2017-08-23 23:47 GMT+08:00 Furcy Pin <[email protected]>:

> Ho, in that case...
>
> (First I notice that you say you want all records in TXN but in the query
> you give, you perform your join the other way round.)
>
> This is a typical use case that SQL is not very good at handling...
>
> The solutions I see are:
>
> - use RANK as you suggested.
>   Note that Hive is smart enough to optimize it correctly :
>   if you use a filter WHERE Rank() < K, it will take the K first values in
> RAM and ignore the rest, rather than ranking everything and filtering
> afterwards.
>
> - perform a GROUP BY TXN.ROW_NUM so you have only one line per
> transaction. Aggregate the rest the way you like (max, max_by or arbitrary)
>   To handle the missing EUR line, just add a (OR CURRENCY.CCY_CD IS NULL)
> to your where clause (and reverse the left join).
>
> - Most complicated way to implement, but simplest to use afterwards:
>   replace your CURRENCY table with a table where you have only one row per
> currency, and store the multiple start/end dates in an array of structs,
>   then a UDF that given such array and a date returns the correct
> description.
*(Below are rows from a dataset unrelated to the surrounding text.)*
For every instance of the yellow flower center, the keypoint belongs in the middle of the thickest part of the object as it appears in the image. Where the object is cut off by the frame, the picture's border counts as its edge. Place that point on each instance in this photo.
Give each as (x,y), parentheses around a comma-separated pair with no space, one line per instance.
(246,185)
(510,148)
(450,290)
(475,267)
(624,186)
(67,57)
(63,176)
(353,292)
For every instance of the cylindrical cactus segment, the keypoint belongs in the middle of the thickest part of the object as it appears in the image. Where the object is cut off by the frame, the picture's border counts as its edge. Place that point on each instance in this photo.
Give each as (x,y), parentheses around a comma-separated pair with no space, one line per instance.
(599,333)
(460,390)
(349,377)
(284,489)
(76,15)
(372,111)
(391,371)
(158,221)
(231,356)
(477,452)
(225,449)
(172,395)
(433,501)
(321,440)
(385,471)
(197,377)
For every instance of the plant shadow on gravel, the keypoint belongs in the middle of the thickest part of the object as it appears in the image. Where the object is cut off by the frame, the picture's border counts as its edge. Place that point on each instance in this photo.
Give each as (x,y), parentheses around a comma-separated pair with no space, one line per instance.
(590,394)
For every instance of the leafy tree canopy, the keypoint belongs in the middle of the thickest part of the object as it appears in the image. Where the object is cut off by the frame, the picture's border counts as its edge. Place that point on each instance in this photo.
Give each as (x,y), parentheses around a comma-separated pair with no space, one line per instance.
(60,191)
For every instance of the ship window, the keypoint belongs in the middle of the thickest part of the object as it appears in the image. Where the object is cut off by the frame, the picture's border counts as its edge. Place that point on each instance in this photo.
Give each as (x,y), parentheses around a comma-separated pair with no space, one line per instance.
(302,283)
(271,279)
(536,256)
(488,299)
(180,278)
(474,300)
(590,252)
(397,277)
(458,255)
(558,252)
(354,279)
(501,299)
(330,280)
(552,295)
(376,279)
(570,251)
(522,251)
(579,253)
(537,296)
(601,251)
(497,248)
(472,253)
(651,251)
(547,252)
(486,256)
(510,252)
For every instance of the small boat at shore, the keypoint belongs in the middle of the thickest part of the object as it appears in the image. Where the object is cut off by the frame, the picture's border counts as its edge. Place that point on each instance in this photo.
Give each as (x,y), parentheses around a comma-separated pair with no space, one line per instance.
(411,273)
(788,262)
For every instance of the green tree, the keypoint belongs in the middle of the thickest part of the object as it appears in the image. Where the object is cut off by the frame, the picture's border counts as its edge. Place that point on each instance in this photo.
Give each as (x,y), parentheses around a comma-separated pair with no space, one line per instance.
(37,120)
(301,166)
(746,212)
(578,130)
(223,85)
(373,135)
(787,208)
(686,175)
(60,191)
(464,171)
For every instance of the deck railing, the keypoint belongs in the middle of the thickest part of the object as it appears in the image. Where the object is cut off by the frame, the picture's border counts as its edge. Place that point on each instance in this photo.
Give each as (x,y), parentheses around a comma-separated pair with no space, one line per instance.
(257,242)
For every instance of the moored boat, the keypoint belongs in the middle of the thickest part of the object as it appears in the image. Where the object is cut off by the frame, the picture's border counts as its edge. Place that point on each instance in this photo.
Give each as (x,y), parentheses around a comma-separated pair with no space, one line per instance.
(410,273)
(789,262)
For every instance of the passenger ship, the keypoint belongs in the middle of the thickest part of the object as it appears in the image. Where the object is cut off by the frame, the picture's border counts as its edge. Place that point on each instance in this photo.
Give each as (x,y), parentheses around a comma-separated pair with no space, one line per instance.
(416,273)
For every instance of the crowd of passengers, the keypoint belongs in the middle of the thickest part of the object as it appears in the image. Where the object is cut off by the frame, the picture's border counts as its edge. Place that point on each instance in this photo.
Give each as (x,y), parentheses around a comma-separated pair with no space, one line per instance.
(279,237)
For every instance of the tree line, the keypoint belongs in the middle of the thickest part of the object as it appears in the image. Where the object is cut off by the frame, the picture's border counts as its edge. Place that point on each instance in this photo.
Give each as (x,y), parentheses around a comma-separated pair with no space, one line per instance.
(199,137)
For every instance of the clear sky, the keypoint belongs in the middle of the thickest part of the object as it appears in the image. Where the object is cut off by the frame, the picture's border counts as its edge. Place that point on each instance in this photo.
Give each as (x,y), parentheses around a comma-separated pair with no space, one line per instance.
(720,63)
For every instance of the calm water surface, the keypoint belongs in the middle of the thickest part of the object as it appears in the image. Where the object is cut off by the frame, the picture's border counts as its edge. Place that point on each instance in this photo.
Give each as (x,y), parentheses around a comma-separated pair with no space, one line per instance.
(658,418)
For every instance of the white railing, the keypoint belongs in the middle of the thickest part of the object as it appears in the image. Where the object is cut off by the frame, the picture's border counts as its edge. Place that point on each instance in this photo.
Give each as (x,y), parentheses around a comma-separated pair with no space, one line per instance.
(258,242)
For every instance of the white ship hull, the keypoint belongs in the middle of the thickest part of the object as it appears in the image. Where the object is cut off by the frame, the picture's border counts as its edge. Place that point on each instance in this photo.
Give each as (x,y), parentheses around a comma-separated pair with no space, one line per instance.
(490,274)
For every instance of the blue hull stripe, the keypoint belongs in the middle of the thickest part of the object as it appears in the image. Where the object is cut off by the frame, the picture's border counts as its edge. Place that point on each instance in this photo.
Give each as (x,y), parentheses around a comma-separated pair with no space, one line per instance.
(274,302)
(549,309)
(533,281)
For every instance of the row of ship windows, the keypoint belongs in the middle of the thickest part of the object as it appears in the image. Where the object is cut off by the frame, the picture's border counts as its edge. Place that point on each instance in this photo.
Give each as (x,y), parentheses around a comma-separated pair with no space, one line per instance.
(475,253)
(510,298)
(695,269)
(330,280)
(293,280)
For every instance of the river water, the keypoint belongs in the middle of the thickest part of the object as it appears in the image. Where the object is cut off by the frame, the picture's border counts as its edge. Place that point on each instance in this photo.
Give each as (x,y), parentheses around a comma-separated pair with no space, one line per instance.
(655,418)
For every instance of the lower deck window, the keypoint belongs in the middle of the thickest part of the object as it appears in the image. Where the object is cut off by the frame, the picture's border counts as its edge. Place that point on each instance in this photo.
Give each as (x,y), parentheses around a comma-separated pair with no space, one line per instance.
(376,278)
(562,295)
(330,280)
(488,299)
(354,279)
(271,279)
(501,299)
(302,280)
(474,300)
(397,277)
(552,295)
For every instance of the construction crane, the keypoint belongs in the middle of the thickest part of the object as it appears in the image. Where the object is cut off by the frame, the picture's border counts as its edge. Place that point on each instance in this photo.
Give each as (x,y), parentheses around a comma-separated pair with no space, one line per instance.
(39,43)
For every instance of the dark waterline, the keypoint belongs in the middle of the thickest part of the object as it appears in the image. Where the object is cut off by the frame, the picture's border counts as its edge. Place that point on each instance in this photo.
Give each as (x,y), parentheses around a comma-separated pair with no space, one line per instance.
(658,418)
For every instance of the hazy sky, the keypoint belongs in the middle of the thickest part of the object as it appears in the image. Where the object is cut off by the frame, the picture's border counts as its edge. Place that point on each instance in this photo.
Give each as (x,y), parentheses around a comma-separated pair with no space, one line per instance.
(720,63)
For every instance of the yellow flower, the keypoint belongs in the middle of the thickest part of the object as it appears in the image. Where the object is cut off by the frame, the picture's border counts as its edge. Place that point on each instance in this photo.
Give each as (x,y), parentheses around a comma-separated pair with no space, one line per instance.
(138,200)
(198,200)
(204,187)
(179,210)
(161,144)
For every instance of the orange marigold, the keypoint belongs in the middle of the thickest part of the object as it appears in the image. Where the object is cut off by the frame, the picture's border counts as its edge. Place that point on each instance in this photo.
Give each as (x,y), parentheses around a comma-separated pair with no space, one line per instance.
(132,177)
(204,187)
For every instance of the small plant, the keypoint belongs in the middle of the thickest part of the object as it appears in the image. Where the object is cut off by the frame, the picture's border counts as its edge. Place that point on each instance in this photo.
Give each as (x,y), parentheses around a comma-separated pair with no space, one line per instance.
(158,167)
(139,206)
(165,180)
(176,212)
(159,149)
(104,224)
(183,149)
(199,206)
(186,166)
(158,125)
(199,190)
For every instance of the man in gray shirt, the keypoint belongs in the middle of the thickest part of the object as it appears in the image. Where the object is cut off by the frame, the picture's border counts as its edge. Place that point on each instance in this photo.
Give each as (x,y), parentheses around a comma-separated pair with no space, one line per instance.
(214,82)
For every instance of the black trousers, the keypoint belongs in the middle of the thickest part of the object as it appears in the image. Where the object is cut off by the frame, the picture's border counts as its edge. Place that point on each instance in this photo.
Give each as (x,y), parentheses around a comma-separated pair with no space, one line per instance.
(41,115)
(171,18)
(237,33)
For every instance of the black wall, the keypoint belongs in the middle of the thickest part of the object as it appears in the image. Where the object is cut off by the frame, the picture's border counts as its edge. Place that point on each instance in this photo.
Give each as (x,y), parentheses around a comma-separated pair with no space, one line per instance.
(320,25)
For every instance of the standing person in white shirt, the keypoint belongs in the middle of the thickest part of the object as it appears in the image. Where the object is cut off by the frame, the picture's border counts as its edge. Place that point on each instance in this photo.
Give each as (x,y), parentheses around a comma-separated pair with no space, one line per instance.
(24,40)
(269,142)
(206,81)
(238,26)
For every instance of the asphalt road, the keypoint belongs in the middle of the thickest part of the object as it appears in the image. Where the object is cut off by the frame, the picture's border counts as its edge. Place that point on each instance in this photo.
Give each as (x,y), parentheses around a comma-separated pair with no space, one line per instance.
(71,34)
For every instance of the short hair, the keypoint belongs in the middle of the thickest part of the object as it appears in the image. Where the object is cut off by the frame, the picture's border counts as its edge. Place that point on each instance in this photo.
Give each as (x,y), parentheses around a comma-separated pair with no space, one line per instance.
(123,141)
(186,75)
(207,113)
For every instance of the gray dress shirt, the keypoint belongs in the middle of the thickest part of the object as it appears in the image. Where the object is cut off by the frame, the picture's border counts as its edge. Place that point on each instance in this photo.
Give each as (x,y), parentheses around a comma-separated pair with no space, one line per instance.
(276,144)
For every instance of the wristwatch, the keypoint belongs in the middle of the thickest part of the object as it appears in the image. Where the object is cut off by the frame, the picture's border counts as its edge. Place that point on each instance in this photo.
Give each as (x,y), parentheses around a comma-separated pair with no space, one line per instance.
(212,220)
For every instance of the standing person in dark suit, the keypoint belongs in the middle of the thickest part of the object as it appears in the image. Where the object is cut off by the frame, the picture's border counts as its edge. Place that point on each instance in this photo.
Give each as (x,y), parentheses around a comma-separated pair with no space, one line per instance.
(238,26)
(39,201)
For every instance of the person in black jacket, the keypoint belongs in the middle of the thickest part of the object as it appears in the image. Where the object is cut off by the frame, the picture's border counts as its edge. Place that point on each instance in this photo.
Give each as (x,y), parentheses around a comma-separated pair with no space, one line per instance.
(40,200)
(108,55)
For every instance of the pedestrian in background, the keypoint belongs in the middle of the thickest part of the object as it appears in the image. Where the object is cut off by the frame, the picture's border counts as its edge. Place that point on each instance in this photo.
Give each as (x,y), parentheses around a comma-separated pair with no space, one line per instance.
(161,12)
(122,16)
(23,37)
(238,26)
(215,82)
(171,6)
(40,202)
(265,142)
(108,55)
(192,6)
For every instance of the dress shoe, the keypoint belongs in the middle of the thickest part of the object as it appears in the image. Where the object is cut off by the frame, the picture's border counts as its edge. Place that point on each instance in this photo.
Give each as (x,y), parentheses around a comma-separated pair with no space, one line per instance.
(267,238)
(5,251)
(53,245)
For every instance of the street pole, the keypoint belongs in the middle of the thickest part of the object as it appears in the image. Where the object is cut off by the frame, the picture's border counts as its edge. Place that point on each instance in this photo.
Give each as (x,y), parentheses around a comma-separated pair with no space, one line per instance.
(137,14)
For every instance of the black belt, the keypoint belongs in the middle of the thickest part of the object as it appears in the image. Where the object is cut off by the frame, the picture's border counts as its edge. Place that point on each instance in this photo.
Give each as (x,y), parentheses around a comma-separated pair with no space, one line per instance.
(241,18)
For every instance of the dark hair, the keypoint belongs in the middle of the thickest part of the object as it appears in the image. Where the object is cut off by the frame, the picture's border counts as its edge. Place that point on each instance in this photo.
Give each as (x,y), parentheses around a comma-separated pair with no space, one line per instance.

It only works if you don't have too many description per
> currency though.
>   This is where Spark comes handy: it is simpler to define UDFs with it.
>
>
>
> On Wed, Aug 23, 2017 at 5:21 PM, Ramasubramanian Narayanan <
> [email protected]> wrote:
>
>> Hi,
>>
>> TXN.TXN_DT should be between CURRENCY.EFF_ST_DT and CURRENCY.EFF_END_DT.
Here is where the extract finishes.